I am not an engineer, nor an ethics professor. Yet, as a pilot, I am intrigued. A computer model was able to react to the movements of a human pilot and effectively employ weapons. During the five engagements, the AI had 15 valid gun employments and the human pilot had zero. These results also hint at the AI’s ability to avoid being shot while effectively employing its own weapons. 

Courtesy of Commander Price 

Farve and his fellow Black Knights of VFA-154 flying and fighting in the age of COVID.

An AI-enhanced weapon’s employment system in my aircraft? I am not ready for Skynet to become self-aware, but I am certainly ready to invite AI into the cockpit. Hell, I am only a voting member as far as the flight controls are concerned in the Super Hornet anyways. If I put a control input in that is not aerodynamically sound (i.e. could result in a departure from controlled flight), the flight control system will not move the control surface or will move a different surface to give me the movement I am requesting.
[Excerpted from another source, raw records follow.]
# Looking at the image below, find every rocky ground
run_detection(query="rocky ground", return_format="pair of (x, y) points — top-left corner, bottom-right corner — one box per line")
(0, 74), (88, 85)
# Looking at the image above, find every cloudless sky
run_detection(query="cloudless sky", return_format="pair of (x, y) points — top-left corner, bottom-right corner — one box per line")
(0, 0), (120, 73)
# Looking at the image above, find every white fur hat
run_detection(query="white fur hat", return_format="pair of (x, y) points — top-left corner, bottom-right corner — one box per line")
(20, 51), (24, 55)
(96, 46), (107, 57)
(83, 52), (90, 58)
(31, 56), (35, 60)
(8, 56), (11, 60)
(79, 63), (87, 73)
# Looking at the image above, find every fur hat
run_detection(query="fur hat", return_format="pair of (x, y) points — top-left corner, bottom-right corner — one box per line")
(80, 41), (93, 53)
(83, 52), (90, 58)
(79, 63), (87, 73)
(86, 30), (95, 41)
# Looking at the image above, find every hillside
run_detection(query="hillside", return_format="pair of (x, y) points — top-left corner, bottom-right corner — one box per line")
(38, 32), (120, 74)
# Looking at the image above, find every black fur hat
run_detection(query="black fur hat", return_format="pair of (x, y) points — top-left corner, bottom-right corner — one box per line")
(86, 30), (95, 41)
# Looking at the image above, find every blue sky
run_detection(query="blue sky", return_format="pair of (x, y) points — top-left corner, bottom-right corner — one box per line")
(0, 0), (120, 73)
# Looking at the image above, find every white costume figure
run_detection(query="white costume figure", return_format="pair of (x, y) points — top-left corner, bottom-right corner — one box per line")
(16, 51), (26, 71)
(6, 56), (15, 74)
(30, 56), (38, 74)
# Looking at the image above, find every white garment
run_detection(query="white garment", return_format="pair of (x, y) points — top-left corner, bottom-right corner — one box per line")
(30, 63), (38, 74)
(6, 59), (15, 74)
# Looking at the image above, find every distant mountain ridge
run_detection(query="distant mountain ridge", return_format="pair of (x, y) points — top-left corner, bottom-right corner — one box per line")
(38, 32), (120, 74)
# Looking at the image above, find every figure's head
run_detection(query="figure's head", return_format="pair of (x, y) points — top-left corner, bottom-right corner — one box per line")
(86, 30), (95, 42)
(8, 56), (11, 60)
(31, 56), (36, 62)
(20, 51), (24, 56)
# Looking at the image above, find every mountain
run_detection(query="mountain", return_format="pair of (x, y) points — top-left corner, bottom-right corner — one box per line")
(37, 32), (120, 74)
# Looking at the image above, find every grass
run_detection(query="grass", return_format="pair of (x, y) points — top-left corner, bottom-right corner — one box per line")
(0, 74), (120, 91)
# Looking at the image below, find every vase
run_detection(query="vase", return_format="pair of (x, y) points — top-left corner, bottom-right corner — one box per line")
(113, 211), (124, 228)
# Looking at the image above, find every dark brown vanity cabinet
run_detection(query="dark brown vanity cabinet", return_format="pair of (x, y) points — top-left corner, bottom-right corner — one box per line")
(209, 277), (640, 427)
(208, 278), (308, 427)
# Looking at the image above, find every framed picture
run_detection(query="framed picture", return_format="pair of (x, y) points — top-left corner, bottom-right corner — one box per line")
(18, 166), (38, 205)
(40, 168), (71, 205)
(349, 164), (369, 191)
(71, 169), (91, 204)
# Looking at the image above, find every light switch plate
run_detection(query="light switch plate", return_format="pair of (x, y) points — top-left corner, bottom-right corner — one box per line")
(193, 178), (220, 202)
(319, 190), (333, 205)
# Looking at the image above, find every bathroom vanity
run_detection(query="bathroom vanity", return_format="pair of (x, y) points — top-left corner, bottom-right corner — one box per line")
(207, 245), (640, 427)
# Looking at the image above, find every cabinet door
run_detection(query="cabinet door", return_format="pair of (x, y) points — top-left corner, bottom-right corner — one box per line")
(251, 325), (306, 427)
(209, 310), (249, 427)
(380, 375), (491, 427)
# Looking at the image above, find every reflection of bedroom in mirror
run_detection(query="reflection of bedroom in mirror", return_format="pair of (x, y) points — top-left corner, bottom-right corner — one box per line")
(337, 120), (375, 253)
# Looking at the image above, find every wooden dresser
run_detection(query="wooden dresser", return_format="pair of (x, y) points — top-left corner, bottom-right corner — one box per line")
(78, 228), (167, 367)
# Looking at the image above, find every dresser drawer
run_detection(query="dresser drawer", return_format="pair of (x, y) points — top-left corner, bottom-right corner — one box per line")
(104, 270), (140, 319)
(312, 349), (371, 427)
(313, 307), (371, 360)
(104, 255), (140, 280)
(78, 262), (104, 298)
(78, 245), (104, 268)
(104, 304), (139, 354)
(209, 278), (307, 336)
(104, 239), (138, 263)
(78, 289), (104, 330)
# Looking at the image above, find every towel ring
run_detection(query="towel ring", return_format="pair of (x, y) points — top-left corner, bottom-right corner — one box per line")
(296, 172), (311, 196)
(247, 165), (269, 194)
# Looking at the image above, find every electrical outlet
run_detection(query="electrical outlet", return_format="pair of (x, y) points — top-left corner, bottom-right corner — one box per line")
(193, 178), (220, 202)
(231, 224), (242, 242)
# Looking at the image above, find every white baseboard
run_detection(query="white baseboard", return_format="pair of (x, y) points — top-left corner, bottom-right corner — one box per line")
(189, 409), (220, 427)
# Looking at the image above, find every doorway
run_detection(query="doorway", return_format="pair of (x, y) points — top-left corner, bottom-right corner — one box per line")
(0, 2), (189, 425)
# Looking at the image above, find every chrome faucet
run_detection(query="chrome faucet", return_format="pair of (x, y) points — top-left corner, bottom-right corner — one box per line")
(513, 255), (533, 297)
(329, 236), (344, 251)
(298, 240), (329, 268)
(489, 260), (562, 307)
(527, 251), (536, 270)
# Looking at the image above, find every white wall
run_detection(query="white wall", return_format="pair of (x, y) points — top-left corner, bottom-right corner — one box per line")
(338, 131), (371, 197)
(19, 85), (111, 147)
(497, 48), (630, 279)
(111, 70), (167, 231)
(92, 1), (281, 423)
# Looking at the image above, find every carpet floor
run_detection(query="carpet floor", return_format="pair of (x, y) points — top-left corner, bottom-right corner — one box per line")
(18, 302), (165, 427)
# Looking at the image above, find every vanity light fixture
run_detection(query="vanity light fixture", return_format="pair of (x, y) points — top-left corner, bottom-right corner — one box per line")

Who is flying who?  

So, if tomorrow my seven-year-old daughter decides she wants to become a Naval Aviator, I am not going to shoot down the notion and go on a rant about the last generation of fighter pilots. I know there will be a Navy jet for her to fly. My future grandchildren, however? Saddle up kids and prepare yourself for some of Grandad’s wild tails of the greatest flight in Naval Aviation: the one-hour BFM cycle back to the Case One s**t-hot break. Those were the days!